Between 2012 and 2013, there was a 35 per cent increase in the number of rapes reported to the National Records Crime Bureau, which recorded 33,707 rapes in 2013. The increase was perhaps a result of greater awareness, as well as a reaction to Delhi’s stance that the state condemns rape and will respond with zero tolerance to sexual assault cases.

Yet Modi’s government has done precious little during its time in power to take that legacy forward. At the time of electioneering in 2014, campaigners promised to set up rape-crisis centres across the country to provide support and rehabilitation to rape victims. In July 2014, Maneka Gandhi, former Indian prime minister Indira Gandhi’s estranged daughter-in-law, who is currently India’s minister of women and child development, promised trauma centres for each of India’s 640 districts, and an additional 20 in the six largest cities. Instead, the BJP government recently announced support for 36 centres.

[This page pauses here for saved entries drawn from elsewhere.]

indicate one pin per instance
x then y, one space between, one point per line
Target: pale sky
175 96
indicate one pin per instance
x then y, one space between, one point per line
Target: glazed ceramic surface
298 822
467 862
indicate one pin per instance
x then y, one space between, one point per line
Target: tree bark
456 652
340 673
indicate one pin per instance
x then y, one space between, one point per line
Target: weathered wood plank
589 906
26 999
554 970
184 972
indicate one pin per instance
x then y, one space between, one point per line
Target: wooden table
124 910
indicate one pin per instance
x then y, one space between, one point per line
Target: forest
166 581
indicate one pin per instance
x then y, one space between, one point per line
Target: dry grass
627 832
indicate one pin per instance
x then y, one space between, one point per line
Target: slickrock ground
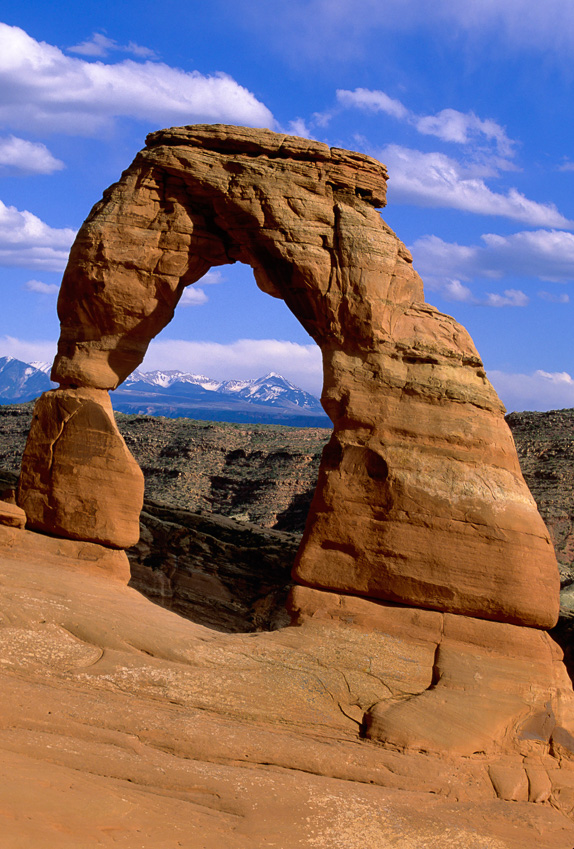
124 725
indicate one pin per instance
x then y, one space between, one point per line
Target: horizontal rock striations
420 497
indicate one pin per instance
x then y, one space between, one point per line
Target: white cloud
27 157
298 127
541 390
553 298
449 125
28 350
436 180
43 89
26 241
351 28
42 288
454 290
464 128
544 254
510 298
212 277
373 101
100 45
193 297
243 359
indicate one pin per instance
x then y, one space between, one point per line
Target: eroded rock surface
419 486
122 724
78 479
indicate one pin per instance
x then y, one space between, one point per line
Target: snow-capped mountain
271 389
20 382
166 379
270 399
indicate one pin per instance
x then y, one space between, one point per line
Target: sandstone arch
420 497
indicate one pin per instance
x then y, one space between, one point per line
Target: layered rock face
420 497
78 479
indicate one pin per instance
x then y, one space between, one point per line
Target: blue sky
468 104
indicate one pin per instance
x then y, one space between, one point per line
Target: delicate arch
420 497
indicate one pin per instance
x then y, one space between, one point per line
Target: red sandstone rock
420 497
78 479
12 515
122 724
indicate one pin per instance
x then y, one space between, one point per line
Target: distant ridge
271 399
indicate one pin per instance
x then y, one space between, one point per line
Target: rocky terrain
124 725
245 480
414 640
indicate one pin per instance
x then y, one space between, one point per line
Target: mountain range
265 400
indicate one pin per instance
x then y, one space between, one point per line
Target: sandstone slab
136 727
12 515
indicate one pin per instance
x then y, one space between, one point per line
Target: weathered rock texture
420 497
124 725
78 479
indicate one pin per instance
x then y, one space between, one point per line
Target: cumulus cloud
28 350
436 180
28 242
193 296
21 156
42 288
449 125
243 359
544 254
100 45
42 89
510 298
540 390
354 27
373 101
464 128
553 298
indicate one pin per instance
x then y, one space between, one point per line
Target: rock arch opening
419 486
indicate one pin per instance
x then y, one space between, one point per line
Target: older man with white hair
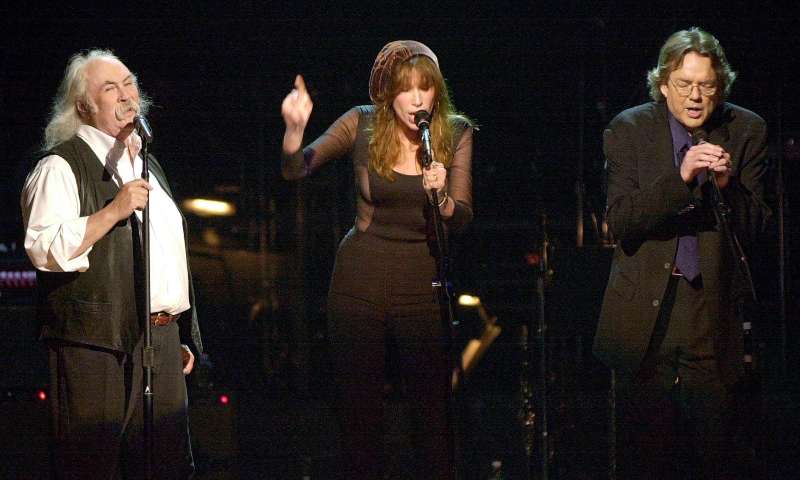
81 206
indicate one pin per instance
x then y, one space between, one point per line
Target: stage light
476 347
205 207
467 300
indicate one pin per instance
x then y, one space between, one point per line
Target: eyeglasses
685 88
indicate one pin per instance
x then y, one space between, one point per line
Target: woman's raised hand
296 107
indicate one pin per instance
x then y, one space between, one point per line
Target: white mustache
123 108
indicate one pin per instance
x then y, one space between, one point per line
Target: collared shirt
54 228
681 138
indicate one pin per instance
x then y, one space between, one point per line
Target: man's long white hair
65 117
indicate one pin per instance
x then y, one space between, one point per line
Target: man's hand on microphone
132 196
706 156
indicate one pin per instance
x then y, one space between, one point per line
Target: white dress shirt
54 228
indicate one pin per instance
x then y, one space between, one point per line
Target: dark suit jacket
649 206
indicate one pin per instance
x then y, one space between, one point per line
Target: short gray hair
65 119
676 47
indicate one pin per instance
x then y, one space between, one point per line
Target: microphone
699 137
423 121
143 128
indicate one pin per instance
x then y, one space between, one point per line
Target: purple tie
687 259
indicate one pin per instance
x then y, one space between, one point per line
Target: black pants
676 418
97 411
382 312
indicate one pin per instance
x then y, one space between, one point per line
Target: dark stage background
541 81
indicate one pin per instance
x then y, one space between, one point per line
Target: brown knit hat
394 53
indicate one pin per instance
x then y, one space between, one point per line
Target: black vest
100 306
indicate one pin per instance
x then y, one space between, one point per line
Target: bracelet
441 202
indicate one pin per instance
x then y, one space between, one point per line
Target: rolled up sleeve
54 228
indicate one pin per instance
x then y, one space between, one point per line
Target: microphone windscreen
143 127
422 117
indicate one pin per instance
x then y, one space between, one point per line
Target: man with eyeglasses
668 325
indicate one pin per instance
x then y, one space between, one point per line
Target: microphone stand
148 354
442 290
721 213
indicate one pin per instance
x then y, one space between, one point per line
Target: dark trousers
382 314
676 418
97 411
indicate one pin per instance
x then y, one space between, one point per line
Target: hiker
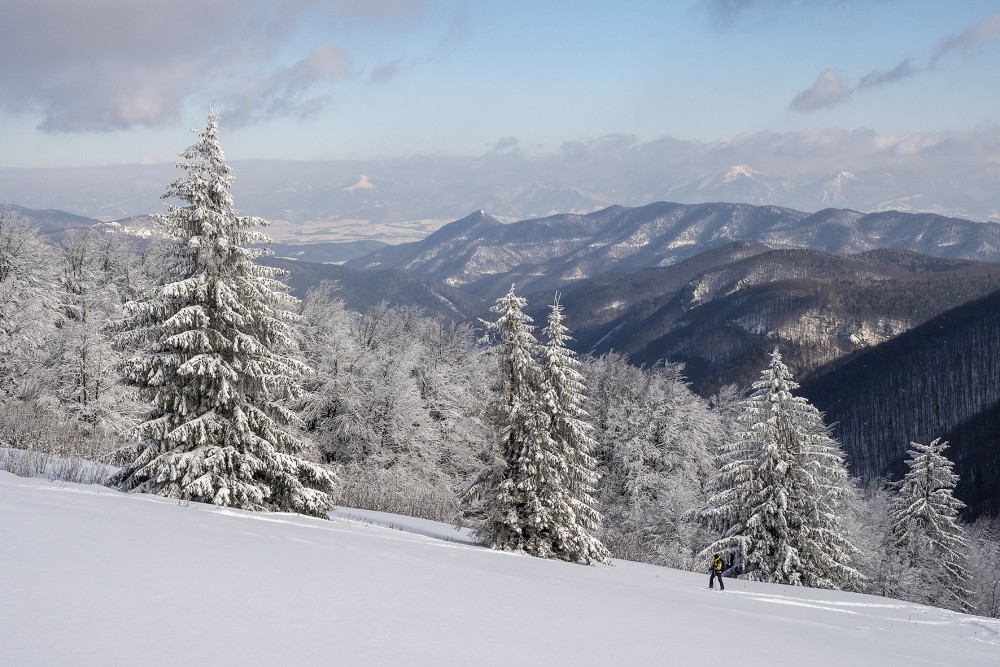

That doesn’t surprise Vajpeyi. “[The Sangh Pariwar] is interested in the honour and purity of Hindu women—not minority women—[and] upper-caste women—not Dalit women—[and] not women as independent individuals with their own identity. It wants women to be educated, yes, but then to dress in certain ways, not drink, not exercise sexual choice.”

The banned BBC documentary did not provide any new context to Indian viewers who have lived with Jyoti Singh’s story for a long time. But it has annoyed long-time feminists like Chandra, who feel it has undermined the long and rich legacy of the feminist movement in India. The ban, meanwhile, has resulted in a separate discussion in India over freedom of speech and expression under Modi’s leadership.

The real conversation—about gender imbalance, the treatment of rape victims and the slow progress made in addressing women’s rights—has been sidelined. “Everyone’s been obsessing about the film,” says Sharma, “and forgetting that what we should actually be talking about is rape.”